I recently rediscovered the various bits of (entry level) hifi kit that I've accumulated over the years and then were relegated due to the rise of digital music. However, there was more than nostalgia for the loading of the CD and waiting on the TOC read than for the various snake oil I left behind.




Personally, there's no mistaking the pleasure of listening to music on a well balanced system - something that doesn't swamp the bass or screech through the trebles. So one of the first pay-cheque purchases were towards better (but not obscene) music system.

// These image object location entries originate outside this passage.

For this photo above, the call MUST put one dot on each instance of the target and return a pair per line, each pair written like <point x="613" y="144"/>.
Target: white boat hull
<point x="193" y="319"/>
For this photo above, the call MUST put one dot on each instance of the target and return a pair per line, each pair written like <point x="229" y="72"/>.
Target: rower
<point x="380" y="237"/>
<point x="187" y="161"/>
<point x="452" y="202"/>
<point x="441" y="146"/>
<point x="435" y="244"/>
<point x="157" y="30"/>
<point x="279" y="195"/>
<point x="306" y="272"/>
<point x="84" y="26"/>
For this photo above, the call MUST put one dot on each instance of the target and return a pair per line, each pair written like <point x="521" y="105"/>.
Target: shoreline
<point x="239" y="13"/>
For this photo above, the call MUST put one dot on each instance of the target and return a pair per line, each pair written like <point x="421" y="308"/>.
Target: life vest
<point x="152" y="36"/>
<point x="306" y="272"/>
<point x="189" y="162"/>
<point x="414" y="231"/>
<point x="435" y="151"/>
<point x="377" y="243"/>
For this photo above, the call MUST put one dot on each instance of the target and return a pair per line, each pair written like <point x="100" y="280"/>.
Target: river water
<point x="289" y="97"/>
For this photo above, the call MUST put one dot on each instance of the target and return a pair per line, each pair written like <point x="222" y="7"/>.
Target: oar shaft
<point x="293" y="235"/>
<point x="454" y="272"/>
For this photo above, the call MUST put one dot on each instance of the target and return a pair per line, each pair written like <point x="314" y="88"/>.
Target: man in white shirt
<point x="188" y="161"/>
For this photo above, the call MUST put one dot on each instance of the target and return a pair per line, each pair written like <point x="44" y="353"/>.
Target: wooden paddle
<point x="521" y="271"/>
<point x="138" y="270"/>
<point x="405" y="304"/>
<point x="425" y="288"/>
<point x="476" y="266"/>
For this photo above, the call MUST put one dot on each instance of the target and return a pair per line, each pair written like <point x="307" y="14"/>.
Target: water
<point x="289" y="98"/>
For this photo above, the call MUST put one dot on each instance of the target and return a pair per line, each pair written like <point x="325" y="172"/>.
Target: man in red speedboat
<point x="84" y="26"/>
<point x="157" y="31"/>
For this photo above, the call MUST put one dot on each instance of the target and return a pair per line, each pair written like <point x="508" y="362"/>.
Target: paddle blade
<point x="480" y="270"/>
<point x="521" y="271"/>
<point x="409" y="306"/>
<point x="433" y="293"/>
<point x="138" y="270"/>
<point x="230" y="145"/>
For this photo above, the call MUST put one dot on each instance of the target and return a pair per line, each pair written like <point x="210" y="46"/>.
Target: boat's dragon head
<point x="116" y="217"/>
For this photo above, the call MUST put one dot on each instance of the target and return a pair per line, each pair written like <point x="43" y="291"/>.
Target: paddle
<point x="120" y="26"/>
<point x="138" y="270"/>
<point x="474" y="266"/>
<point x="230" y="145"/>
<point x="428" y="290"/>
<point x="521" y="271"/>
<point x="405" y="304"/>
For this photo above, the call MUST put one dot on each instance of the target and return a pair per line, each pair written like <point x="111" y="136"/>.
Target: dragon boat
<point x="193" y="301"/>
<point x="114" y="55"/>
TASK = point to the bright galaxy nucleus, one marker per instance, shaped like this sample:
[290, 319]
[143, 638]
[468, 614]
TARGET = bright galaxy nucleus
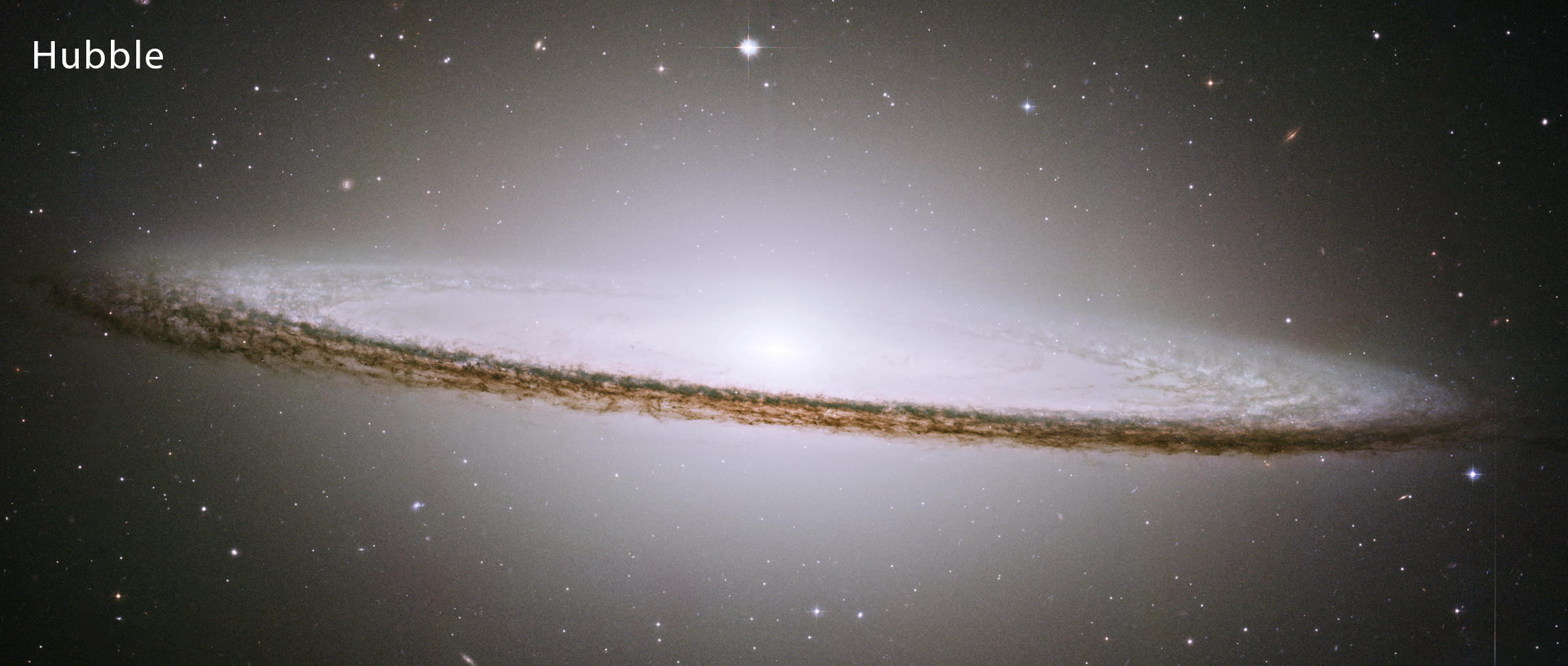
[893, 367]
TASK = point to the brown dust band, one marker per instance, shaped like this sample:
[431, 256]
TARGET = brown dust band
[132, 305]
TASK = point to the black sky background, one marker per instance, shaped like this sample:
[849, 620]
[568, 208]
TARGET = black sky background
[1152, 169]
[868, 147]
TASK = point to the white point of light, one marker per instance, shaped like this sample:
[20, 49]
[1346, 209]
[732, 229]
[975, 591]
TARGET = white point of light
[750, 47]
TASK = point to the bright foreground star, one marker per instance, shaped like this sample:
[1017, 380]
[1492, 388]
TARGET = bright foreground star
[748, 47]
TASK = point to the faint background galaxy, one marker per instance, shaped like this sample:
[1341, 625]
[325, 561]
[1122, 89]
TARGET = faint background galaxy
[1361, 201]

Along the way, there was a lot of education and snake oil

There were terms like bright and warm (screechy/finger chalkboard high notes vs booming bass notes) that described amplifiers, speakers, speaker cables and any variation in between. There is soundstage reproduction describing whether the system can give the feeling of separate notes and the sense of instruments setup on a sound stage. There is biwiring where different speakers are ran from the amplifier to the bass and treble units of the speaker - the type of wire can be different to harness any sonic feature/preference. There is onboard CD transport DAC or separate DAC units and also coaxial or S/PDIF aka TOSLINK for digital connections. There is speaker-listening position (ears level with tweeter and speakers angled inwards). There is speaker support to maximise stability and reduce sonic vibrations of the music and the environment feeding back into the speaker cabinet and impacting the subsequent noise reproduction. There is the CD recording and engineering so a recording of the same song may not be the same song. There is speaker or component or cable burn in myths.


Ah, all the fun when all I really wanted was to be able to make out and enjoy the music.



And after brushing aside all of the snake oil, I had to remember the rules for omhs for speakers and amplifier. Is an amp that says something like "speaker impedance, 4ohms mim" where the speakers say 8ohms (nomimal).



Firstly you have to remember high school physics: the amplifier is the power source and can only give a certain amount of current and the speaker is essentially a resistor drawing a current. The important thing to get right is the speakers provide a resistance to the current and the lower the ohms rating, the higher the resistance. The higher the resistance the more work the amplifier has to do (and be able to do when the speakers draw the current). So simply put: A pair of 8ohms speakers plugged into a 4ohms amplifier should be fine .. although you may wish to find from the manufacturers specs the minimum to ensure that the speakers and the amplifier do play nicely. When they don't play nicely the speakers will make the amplifier work harder and overheating it and potentially damage/overheat the circuitary.


And after all of this a cheap 1990s Rotel and Marantz transport and some cheap speakers reclaimed from an all in one midi system still generate great sound within their limitations. But still a great, albeit a different, experience over listening to my ipod.